Тут за спиной снова возникла проводница. Я кожей почувствовал ее и сразу оглянулся. А Сандра прижала к себе подол. И Хвостик ощетинился. Мы, конечно, решили, что она пришла получить свою долю, и уже торопливо в уме прикидывали, какой ценой мы от нее откупимся! Но проводница ничего не потребовала.
Она смотрела на нас так же, как там, в вагоне, и какой-то просительный огонек светился в ее глазах.
– Чего скукожились! – произнесла, глядя на Сандру. – Не кусаюсь! Пошли со мной! – и повторила: – Пошли, пошли! В моем дому и поедите, а я еще чаю дам.
Она привела в закуток в конце вагона, отгороженный от всех куском брезента, тут, на нижней полке, нас рассадила. Достала чайник, огромный, жестяной, и кружки, тоже железные, налила всем, а себе из флакончика чего-то вонючего. Мы ели, трескали за обе щеки и пили чай, а проводница молча на нас смотрела, лишь подливала себе из флакончика. А когда мы прибрали и то, что сперва хотели съесть, и то, что на опосля оставили, проводница заговорила.

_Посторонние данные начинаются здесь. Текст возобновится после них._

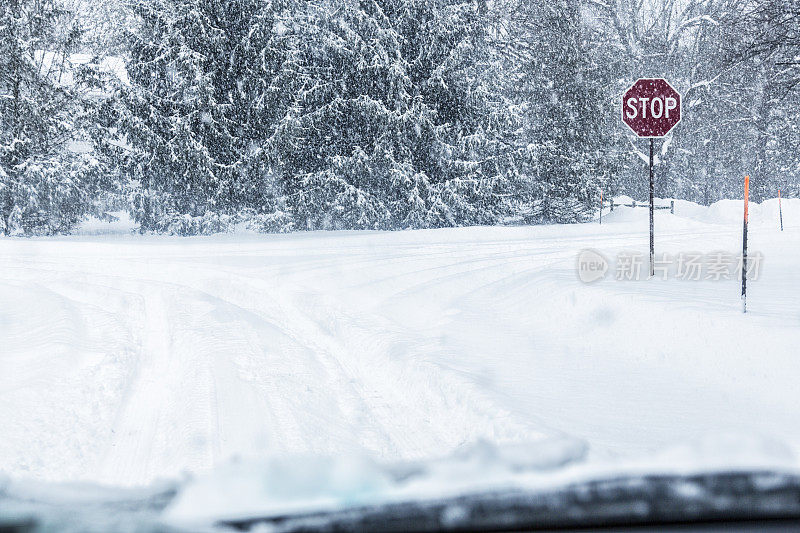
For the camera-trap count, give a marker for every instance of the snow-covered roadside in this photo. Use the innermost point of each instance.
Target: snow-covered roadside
(129, 358)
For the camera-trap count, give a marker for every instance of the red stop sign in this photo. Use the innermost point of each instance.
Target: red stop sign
(651, 107)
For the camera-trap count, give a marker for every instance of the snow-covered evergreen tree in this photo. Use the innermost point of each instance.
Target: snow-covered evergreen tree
(48, 178)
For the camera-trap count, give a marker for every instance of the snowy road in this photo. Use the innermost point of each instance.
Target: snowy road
(126, 358)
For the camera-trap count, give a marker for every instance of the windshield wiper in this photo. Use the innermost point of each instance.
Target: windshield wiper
(744, 499)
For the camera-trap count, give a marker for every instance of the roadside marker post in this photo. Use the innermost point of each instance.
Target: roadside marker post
(744, 244)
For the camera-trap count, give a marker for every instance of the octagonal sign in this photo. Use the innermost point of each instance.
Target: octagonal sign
(651, 107)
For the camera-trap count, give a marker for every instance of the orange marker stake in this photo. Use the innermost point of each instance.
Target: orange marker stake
(601, 207)
(744, 244)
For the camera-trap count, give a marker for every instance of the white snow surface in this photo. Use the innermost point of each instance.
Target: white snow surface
(127, 358)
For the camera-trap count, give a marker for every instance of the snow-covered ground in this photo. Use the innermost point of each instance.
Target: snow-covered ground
(125, 358)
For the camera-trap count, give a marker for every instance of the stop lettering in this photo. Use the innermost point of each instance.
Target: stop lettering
(651, 107)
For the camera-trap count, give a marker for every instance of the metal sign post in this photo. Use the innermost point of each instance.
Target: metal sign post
(651, 108)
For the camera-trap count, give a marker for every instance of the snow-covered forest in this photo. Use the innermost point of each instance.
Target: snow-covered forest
(198, 115)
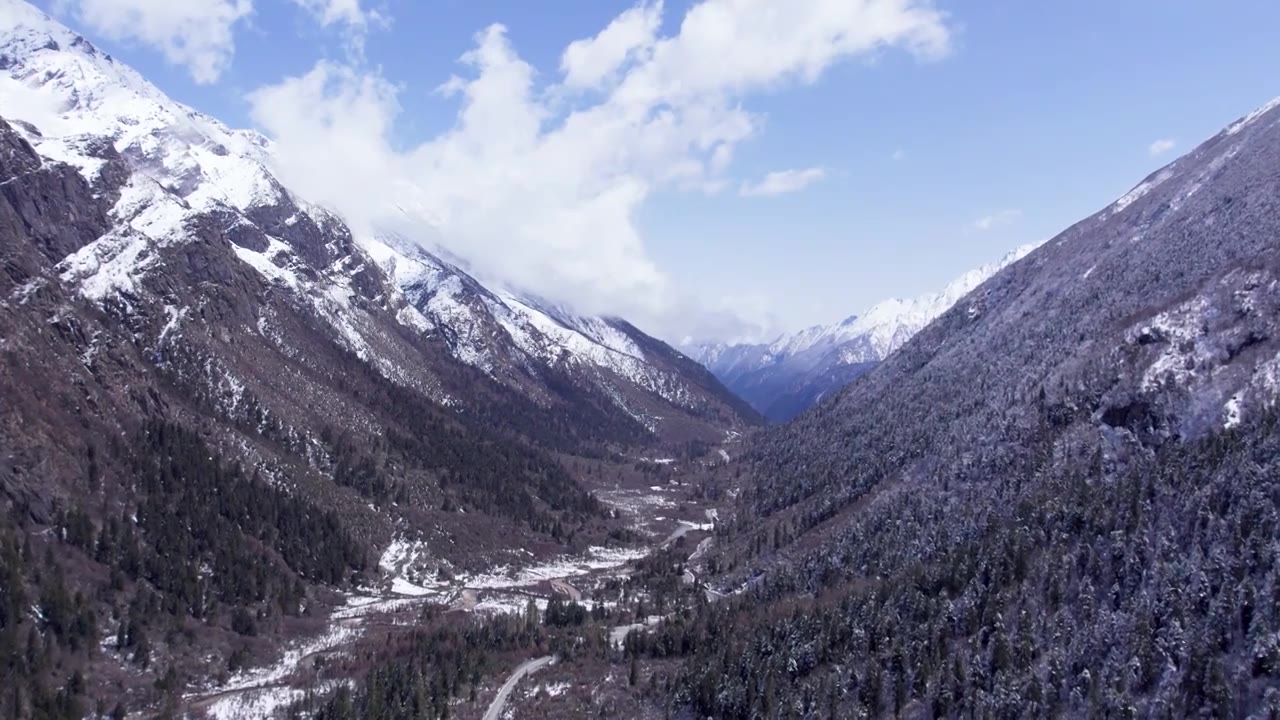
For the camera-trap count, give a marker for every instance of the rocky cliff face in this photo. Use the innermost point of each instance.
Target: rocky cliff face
(1057, 499)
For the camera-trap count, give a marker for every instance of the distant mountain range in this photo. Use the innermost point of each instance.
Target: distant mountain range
(789, 376)
(1057, 500)
(241, 405)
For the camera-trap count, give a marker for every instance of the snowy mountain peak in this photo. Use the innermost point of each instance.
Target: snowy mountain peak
(786, 376)
(176, 174)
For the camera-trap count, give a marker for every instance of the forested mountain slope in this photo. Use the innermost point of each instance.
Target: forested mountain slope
(219, 409)
(1057, 500)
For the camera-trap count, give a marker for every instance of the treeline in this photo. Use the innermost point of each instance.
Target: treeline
(1151, 589)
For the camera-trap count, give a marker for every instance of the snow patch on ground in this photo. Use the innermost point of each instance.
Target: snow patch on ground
(1142, 190)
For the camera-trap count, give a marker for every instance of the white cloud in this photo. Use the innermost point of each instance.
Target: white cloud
(782, 182)
(1161, 146)
(589, 63)
(337, 12)
(539, 186)
(351, 17)
(997, 219)
(195, 33)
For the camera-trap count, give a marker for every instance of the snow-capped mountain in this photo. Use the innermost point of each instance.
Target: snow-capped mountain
(1116, 391)
(169, 172)
(787, 376)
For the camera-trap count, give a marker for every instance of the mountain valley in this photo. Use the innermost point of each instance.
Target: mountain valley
(257, 464)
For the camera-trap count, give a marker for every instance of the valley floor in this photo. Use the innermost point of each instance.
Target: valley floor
(662, 513)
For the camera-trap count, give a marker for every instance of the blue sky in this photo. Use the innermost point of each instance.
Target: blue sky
(927, 163)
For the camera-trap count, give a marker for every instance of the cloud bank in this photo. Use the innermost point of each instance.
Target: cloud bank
(782, 182)
(539, 185)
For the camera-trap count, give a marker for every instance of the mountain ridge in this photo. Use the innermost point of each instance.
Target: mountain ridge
(785, 377)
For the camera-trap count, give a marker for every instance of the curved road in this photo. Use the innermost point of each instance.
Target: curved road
(528, 666)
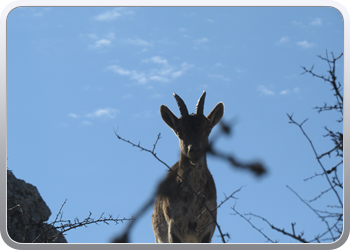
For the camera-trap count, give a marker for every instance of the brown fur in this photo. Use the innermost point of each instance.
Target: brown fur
(178, 212)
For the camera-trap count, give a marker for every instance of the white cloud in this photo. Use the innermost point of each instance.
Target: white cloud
(264, 90)
(109, 112)
(284, 39)
(201, 41)
(305, 44)
(100, 43)
(156, 59)
(296, 90)
(113, 14)
(316, 22)
(138, 42)
(285, 92)
(165, 72)
(119, 70)
(73, 115)
(86, 123)
(220, 77)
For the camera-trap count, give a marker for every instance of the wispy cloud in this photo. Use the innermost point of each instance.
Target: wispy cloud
(107, 112)
(138, 42)
(101, 43)
(156, 59)
(287, 91)
(165, 72)
(99, 113)
(114, 14)
(201, 41)
(305, 44)
(73, 115)
(264, 90)
(219, 77)
(284, 39)
(316, 22)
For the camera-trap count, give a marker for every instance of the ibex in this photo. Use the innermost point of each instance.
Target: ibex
(180, 211)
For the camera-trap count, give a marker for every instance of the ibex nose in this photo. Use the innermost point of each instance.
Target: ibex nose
(193, 149)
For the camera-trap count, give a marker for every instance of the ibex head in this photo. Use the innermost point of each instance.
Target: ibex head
(192, 129)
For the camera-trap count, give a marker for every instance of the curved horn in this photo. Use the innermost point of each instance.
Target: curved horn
(200, 104)
(182, 105)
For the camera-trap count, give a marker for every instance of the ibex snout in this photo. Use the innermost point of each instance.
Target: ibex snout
(194, 150)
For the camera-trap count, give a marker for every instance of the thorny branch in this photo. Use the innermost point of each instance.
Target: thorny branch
(334, 229)
(124, 237)
(317, 157)
(67, 225)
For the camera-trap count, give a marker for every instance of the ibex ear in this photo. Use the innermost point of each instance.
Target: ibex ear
(216, 114)
(168, 116)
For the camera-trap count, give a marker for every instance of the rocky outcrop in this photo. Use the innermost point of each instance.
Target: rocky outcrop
(27, 213)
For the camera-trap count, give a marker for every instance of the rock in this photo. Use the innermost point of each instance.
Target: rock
(27, 213)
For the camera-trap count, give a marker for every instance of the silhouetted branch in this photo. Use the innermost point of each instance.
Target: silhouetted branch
(248, 220)
(256, 167)
(317, 157)
(67, 225)
(162, 188)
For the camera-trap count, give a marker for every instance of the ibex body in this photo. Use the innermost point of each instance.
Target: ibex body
(179, 214)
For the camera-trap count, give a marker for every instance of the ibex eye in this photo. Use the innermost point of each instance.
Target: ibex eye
(178, 133)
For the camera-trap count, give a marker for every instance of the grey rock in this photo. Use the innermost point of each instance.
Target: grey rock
(27, 213)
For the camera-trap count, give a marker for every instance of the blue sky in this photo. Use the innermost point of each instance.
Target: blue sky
(75, 73)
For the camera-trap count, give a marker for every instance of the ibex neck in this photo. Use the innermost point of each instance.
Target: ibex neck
(185, 162)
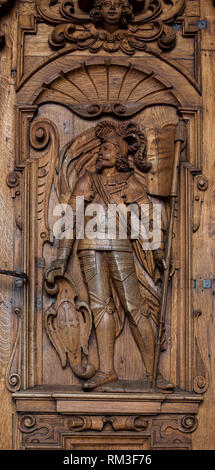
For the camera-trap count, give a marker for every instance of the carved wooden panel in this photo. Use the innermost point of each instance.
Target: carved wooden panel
(107, 325)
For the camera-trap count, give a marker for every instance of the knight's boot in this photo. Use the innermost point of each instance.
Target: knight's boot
(105, 334)
(144, 338)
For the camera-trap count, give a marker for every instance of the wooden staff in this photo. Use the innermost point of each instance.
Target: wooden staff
(179, 140)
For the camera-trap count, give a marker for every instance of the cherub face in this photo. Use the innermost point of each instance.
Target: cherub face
(111, 11)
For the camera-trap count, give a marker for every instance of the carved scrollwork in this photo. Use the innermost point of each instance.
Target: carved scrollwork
(200, 187)
(189, 423)
(5, 6)
(118, 423)
(133, 24)
(35, 430)
(13, 182)
(44, 138)
(13, 379)
(201, 375)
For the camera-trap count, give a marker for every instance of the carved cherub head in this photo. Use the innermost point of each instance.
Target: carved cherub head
(111, 14)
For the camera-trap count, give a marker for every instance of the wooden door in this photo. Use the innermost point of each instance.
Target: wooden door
(136, 76)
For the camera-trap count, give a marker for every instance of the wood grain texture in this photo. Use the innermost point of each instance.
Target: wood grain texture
(204, 269)
(7, 93)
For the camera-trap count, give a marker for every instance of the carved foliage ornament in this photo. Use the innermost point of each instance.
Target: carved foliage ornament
(111, 24)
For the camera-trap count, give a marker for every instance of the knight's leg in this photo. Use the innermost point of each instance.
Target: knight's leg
(96, 274)
(126, 283)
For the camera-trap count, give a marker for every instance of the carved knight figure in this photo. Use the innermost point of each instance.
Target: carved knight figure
(109, 266)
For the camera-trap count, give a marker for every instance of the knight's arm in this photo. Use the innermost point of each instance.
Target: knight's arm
(82, 189)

– Ну вот, – произнесла облегченно, будто сама насытилась. – И ладно. И ладно… А зовут меня Дуня… Тетя Дуся, значит. А ведь я смекнула тогда, что вы меня одурачили. Насчет глухого батьки-то! Провели старуху… – и засмеялась, прикрывая рот ладонью, – там не было зубов. Потом обратилась к Сандре: – А ты чего, девка, все молчишь! Язык проглотила?

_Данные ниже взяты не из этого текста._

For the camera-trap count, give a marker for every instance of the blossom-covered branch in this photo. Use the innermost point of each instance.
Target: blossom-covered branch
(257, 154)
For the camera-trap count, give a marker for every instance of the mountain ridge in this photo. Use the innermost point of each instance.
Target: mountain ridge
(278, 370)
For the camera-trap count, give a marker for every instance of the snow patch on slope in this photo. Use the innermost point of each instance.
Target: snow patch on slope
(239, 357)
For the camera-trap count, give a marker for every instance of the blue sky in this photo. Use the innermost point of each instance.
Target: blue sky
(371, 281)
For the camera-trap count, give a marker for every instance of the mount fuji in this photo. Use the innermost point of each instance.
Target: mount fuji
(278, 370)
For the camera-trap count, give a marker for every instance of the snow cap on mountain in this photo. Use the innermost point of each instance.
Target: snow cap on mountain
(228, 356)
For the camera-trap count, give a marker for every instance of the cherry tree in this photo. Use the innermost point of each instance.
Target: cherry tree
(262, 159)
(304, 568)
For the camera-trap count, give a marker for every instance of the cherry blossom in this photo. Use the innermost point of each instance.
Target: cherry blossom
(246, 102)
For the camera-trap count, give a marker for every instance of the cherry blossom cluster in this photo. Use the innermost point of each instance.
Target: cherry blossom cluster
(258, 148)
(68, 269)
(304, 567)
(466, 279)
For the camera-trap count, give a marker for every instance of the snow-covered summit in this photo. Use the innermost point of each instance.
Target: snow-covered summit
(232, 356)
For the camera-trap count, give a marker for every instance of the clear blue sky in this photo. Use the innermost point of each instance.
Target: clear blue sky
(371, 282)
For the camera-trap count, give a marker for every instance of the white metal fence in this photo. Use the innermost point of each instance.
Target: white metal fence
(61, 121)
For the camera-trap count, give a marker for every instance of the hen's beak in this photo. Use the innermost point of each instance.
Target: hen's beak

– Та к она, теть Дусь, без языка! – сказал Хвостик.
– Немая, что ли? А я гляжу… – и тетя Дуся покачала головой. – Зато ты у нас за двоих голосистый… Тебя кто учил петь? А?
Я посмотрел на Хвостика, испугавшись, что он сейчас брякнет про «спец». Но Хвостик ответил как надо:
– Жизнь научила!
– Вот-вот, – согласилась она. – И жизнь, и война.
С этими словами полезла под лавку, достала полотняный мешочек, а из него краюху хлеба. Каждому из нас отломила по куску, а Сандре самый большой дала, видать, та ей понравилась. И чай налила, а себе снова из флакончика.
– А я езжу, – сказала, выпив и нюхнув корочку. – Муж умер, детей на фронте поубивало. Младшенькому восемнадцатый шел… Та к чего я одна в холодной избе! Пошла баба колесить по стране, вот и езжу! А песни страсть как люблю. И петь тоже! Меня до войны на всесоюзную сельскую выставку в Москву с песнями-то посылали! – Тетя Дуся посмотрела на флакончик, даже руку протянула, но оставила. И вдруг запела протяжно и тоненько, прям как по радио:
- В понедельник я банюшку топила,
- А во вторник я в банюшку ходила,
- Среду в угаре пролежала,
- А в четверг я головушку чесала,
- Пятница день не прядущий,
- Не прядут, не ткут, не мотают,
- А в субботу родных вспоминают…
- Ох, ты милый мой, Амеля,
- Так проходит с тобой вся неделя!
Сандра слушала напряженно, я видел, что она разволновалась. А Хвостик даже в рот тете Дусе заглядывал, так ему интересно было ее пение.
А она оборвала и сказала Сандре:
– А то поехали, девонька, вместе… По Расее-то. Ты уж больно мне пришлась. Поехали, говорю, а?
– А я? – спросил Хвостик. – А я поеду?
– И ты… Чево не поехать! Будете со мной работать!